Целью крестьянина было заведение хозяйства. Тут нажива собственности превращалась как бы в творческий процесс, в самоцель. Он не допивал, не доедал, не досыпал, потому что этого требовало хозяйство. Оно важно было — как цель жизни, ради которой жертвовали и собой, и чувствами. и близкими. Фетиш хозяйства отпал. Это несомненно. И — слава Богу! Но взамен осталась глухая пустота. Олесь Гончар и подобные ему уверяют, что появилась новая цель — общественное благо и прогресс. Я этого не вижу. Рада бы, очень рада увидеть, да никак не встречается ни одного энтузиаста! И если раньше нажива хозяйства для крестьянина являлась творчеством и тем самым — поэзией жизни, теперь она ограничивается стремлением хорошо поесть и одеться. Причем раньше человек все делал для хозяйства, в котором подразумевалась хозяйственная единица — семья как нечто устойчивое, тянущееся из века в век, теперь каждый имеет в течение жизни две-три сменяющиеся семьи, и все, что он добывает, — на сегодняшний день и в основном для себя.
Быть может, это тоже хорошо? Быть может, это — выколупывание индивидуума из рода? Оно — необходимо. Раньше индивидуумами, достигавшими чрезвычайной рафинированности, были только представители привилегированных классов. Теперь каждый начинает ощущать свое «я». Он еще не знает, куда ему деть и что ему делать с этим «я», оно, пробуждающееся, еще томит его. Но через два-три поколения он научится. Научится думать, научится любить, научится проявлять свою любовь. Все это — продукты свободного времени. Давно сказано: лень — мать культуры, т.е. культура создается из стремления к свободному времени и умения его использовать. Этим заняты сейчас миллионы.

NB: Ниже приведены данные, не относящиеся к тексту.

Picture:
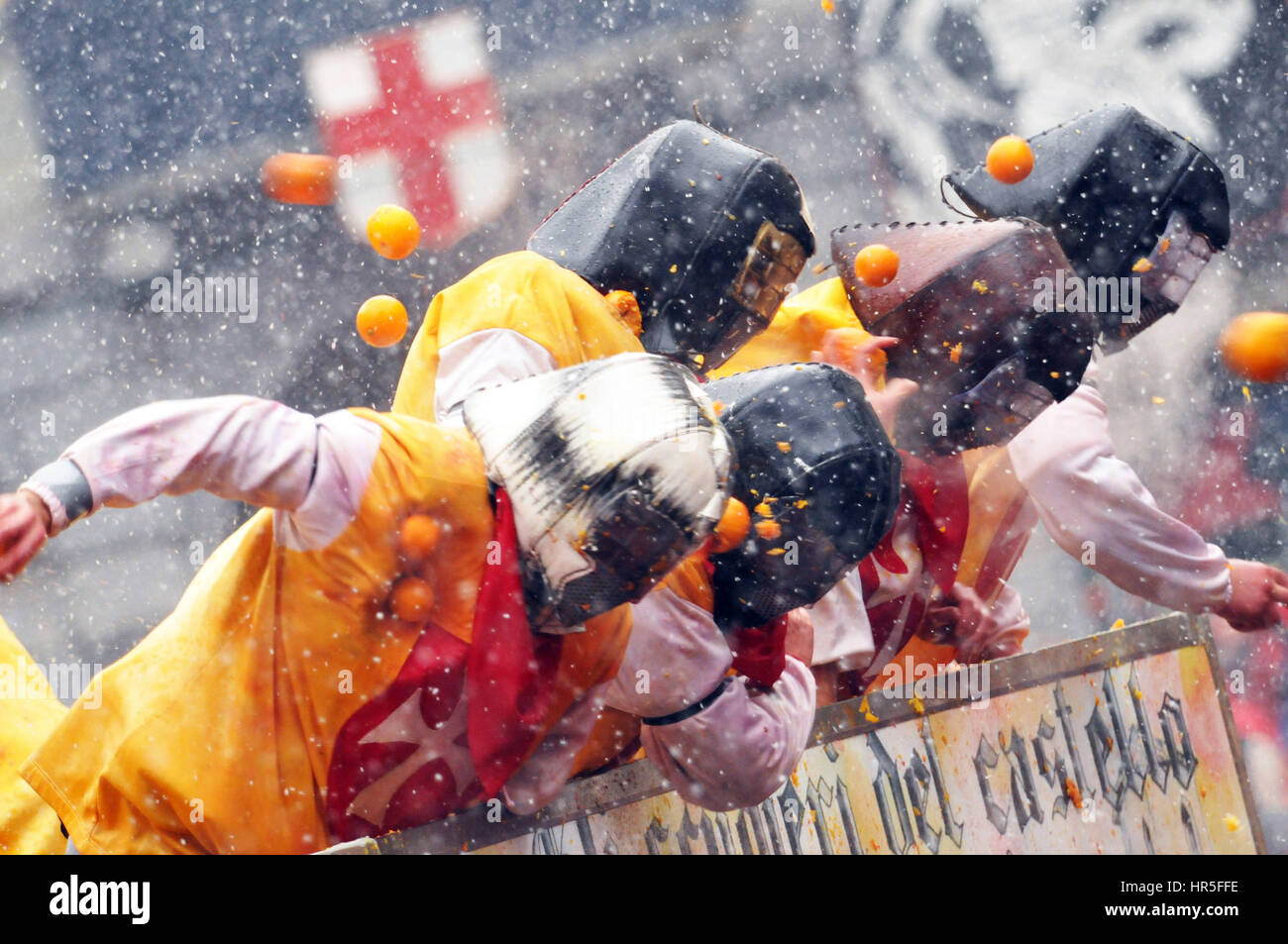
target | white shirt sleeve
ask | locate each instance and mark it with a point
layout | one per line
(241, 449)
(1098, 510)
(480, 360)
(739, 749)
(842, 633)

Л.Н.Толстой инстинктом чуял, как свойственно гению, основные проблемы подступающего времени. И он недаром заговорил о необходимости физического труда для каждого человека. Потому что одна из основных проблем современности — координация умственного и физического труда. Толстой, «граф-пахарь», разрешал ее тем, что брал в руки топор, плуг, косу. Он сомневался в благах цивилизации, в необходимости железных дорог, в счастье, которое приносит механизация. Это потому, что он «перепользовался» всеми этими благами и устал от них. Выступающие вперед слои с жадностью детей хватаются за механические игрушки. Им кажется, что счастье человечества наступит, если все смогут пользоваться электричеством, машиной, даже сами превратятся в винтики гигантской машины, которой управляет кто-то сверху. Это потому, что они еще не испытали, не впитали в себя это. Будет ли это счастье? Привилегированная оторванность от всякого физического труда давала гипертрофию индивидуальности и вызывала томление ее.

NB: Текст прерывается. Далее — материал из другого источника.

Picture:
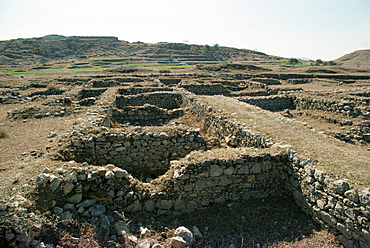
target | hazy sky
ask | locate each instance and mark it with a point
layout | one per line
(325, 29)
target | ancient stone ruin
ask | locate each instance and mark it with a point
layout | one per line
(130, 155)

Включение человека в механически централизованные процессы вначале создает авторитарное мышление, так как человек еще не умеет пользоваться своей индивидуальностью. А в дальнейшем? Куда денет человек появляющееся свободное время? Научится индивидуально думать или стандартизируется? Если научится индивидуально думать — он потребует для этих мыслей свободы вкусить соблазн противоречий и сомнений, т.е. превратится в интеллигента. Если стандартизируется — мысль не сможет двигаться вперед. Ибо воистину существует закон диалектики, а это значит: всякое движение идет путем развития противоречий, стандартность же исключает противоречия.
Для меня лично, быть может, в силу моей классовой принадлежности, возможен только тот путь, который предложил Толстой: трудами рук своих выращивать хлеб для себя и в этом находить удовлетворение. При этом, если Толстой и его последователи делала это вполне добровольно, отказывались сами от паразитирующе-умственного труда, мне теперь жизнь вменила это в обязанность, лишив меня умственного труда как средства к существованию. Я вынуждена быть работником физического труда. Моя задача: разрешить это так, чтобы он пошел только на благо и накопление духовной энергии. У Толстого Левин развлекался физическим трудом, и это становилось у него базой для философствования. Я должна жить физическим трудом, освещая его философией. Это очень трудная задача, и я в ней очень одинока. Потому что интеллигенты панически бегут от физического труда, предпочитая ему любое, даже бессмысленное, бумагомаранье, а люди физического труда — шарахаются от мышления. В добродетельных книгах они «культурно развлекаются», а в жизни больше просто пьют...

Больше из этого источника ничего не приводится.